When it is empty, the urinary bladder (Fig. 18-10) is located below the parietal peritoneum and posterior to the pubic joint. When filled, it pushes the peritoneum upward and may extend well into the abdominal cavity proper. The urinary bladder is a temporary reservoir for urine, just as the gallbladder is a storage sac for bile. The bladder wall has many layers. It is lined with mucous membrane containing transitional epithelium. The bladder’s lining, like that of the stomach, is thrown into folds called rugae when the organ is empty. Beneath the mucosa is a layer of connective tissue, followed by a three-layered coat of involuntary muscle tissue that can stretch considerably.
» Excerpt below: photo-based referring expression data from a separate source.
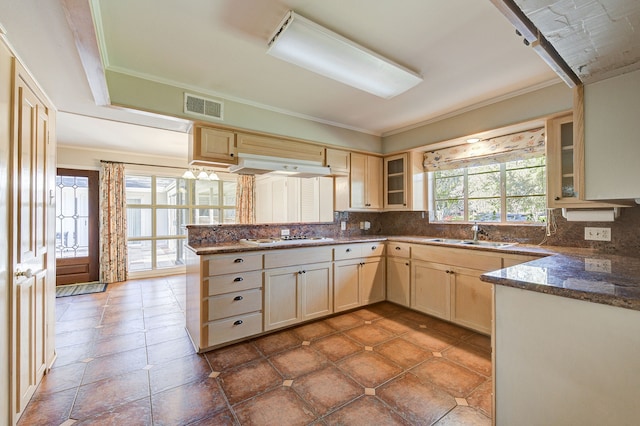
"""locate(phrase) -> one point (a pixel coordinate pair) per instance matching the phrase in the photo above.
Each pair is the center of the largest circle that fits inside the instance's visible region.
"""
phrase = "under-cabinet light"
(304, 43)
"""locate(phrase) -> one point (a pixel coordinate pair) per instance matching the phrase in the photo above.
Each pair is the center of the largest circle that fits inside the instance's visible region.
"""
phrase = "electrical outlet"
(597, 234)
(597, 265)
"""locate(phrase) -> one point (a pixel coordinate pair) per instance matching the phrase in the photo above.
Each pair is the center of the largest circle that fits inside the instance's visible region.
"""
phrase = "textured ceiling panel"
(597, 38)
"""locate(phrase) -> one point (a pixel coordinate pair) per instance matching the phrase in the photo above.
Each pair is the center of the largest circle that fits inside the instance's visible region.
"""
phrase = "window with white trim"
(509, 192)
(499, 180)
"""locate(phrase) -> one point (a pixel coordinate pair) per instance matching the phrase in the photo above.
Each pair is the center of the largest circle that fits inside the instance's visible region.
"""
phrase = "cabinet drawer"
(347, 251)
(355, 251)
(231, 304)
(220, 284)
(457, 257)
(297, 256)
(399, 250)
(233, 328)
(229, 264)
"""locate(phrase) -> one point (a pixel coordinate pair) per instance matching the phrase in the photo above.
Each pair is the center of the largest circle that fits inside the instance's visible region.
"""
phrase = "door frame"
(93, 223)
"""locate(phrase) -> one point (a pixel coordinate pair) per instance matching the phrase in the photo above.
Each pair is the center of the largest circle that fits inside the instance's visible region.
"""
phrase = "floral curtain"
(245, 199)
(516, 146)
(113, 223)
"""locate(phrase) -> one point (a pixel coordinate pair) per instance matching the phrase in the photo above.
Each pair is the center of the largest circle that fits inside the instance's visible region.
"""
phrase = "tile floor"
(124, 358)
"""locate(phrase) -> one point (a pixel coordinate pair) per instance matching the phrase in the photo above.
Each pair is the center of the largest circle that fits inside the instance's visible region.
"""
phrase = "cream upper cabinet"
(611, 128)
(338, 161)
(271, 146)
(566, 160)
(209, 146)
(404, 182)
(365, 182)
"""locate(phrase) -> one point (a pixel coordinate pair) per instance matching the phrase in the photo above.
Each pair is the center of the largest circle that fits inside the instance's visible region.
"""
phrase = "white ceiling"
(466, 50)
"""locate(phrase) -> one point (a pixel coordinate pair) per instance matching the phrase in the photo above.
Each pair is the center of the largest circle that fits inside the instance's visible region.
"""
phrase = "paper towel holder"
(583, 215)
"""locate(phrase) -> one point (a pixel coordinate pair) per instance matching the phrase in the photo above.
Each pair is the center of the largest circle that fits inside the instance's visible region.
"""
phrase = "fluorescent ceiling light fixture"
(304, 43)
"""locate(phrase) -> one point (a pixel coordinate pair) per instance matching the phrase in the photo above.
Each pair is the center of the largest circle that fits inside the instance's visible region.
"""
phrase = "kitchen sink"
(491, 244)
(270, 242)
(443, 240)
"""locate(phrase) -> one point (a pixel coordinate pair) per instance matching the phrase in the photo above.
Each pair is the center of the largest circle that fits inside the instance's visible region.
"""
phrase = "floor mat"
(77, 289)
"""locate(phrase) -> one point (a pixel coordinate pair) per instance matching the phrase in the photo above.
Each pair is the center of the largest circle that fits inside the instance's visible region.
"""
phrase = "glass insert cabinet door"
(76, 226)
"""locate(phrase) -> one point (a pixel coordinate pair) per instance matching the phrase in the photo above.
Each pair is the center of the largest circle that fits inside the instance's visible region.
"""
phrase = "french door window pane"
(207, 193)
(206, 216)
(171, 191)
(139, 253)
(169, 253)
(170, 222)
(229, 194)
(139, 222)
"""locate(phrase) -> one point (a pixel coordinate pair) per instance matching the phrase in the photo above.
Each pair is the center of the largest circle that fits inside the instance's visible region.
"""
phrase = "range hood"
(249, 164)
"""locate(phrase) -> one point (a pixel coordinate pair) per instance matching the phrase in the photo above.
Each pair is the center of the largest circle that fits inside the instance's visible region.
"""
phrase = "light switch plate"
(597, 265)
(597, 234)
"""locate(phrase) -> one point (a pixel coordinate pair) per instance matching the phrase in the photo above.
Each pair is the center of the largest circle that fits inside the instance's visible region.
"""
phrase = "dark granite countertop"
(582, 274)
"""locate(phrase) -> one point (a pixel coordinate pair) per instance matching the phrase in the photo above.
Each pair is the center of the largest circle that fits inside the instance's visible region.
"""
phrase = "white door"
(32, 255)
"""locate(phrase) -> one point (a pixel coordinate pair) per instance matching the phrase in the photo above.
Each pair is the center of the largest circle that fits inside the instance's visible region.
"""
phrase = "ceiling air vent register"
(197, 105)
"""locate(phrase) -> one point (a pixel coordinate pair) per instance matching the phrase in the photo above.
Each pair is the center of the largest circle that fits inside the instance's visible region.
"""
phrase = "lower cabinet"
(471, 300)
(431, 292)
(442, 285)
(398, 281)
(358, 282)
(297, 293)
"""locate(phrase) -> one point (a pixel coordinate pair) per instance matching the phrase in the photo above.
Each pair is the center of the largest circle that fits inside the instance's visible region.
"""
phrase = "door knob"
(28, 273)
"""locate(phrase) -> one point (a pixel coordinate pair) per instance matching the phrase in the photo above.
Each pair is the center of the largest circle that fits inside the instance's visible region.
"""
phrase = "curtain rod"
(143, 164)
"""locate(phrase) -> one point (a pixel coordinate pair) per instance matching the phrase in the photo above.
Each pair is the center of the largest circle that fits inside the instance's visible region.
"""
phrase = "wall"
(89, 159)
(126, 90)
(518, 109)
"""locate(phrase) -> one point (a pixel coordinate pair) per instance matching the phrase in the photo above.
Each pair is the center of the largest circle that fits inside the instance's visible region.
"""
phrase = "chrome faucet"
(475, 228)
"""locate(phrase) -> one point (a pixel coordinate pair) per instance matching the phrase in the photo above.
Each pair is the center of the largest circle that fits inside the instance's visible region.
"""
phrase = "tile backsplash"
(625, 231)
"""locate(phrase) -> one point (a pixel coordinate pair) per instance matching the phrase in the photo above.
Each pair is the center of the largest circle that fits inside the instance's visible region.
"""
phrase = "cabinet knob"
(28, 273)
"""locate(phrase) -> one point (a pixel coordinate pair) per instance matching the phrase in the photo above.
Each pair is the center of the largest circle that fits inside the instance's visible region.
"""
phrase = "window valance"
(516, 146)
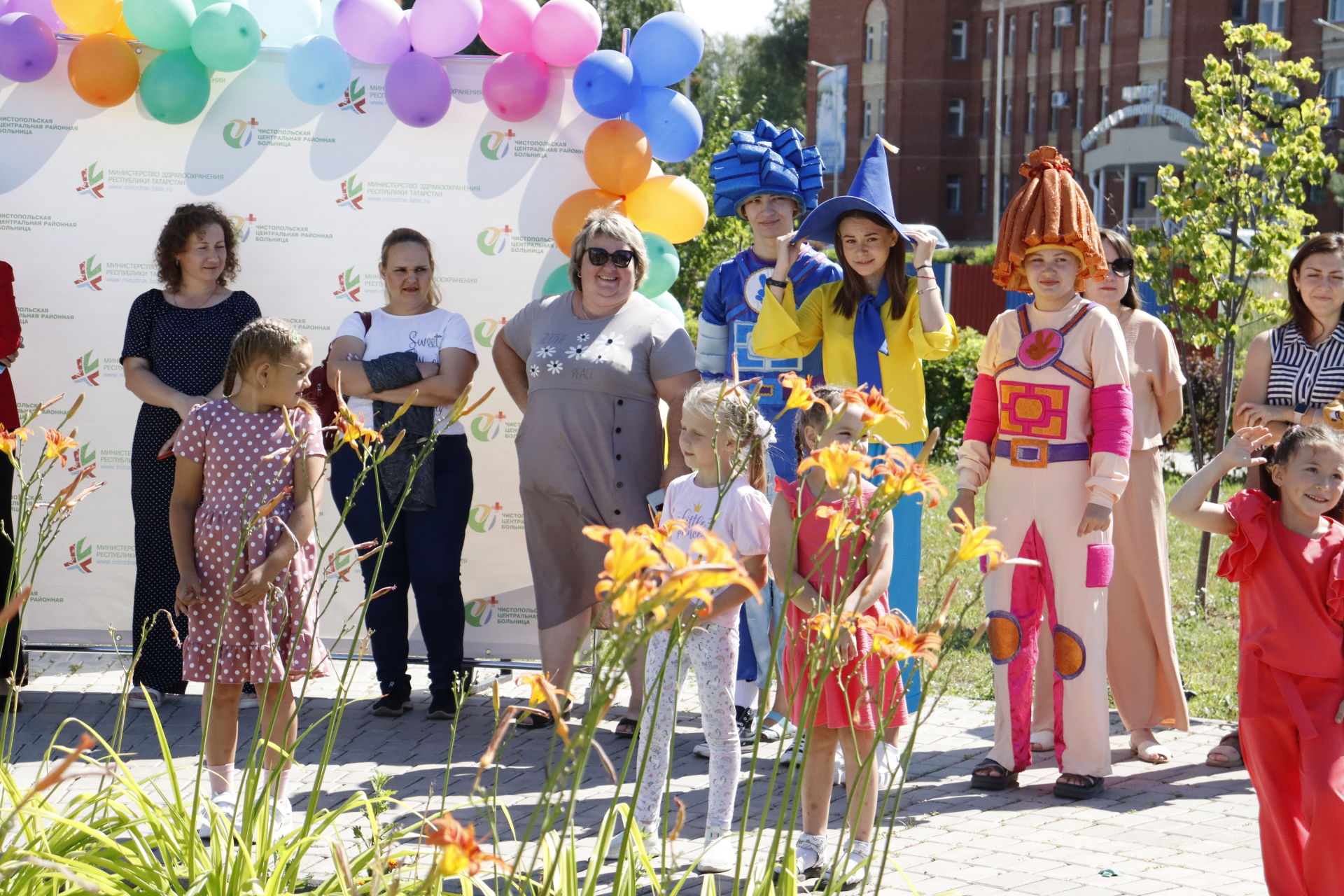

Finally, there is an incomplete coat of peritoneum that covers only the superior portion of the bladder. When the bladder is empty, the muscular wall becomes thick, and the entire organ feels firm. As the bladder fills, the muscular wall becomes thinner, and the organ may increase from a length of 5 cm (2 inches) up to as much as 12.5 cm (5 inches) or even more. A moderately full bladder holds about 470 mL (1 pint) of urine. The trigone is a triangular-shaped region in the floor of the bladder. It is marked by the openings of the two ureters and the urethra (see Fig. 18-10) . As the bladder fills with urine, it expands upward, leaving the trigone at the base stationary. This stability prevents stretching of the ureteral openings and the possible back flow of urine into the ureters.

The Urethra
The urethra is the tube that extends from the bladder to the outside (see Fig. 18-1) and is the means by which the
bladder is emptied. The urethra differs in men and women in the male, it is part of both the reproductive system and the urinary system, and it is much longer than is the female urethra.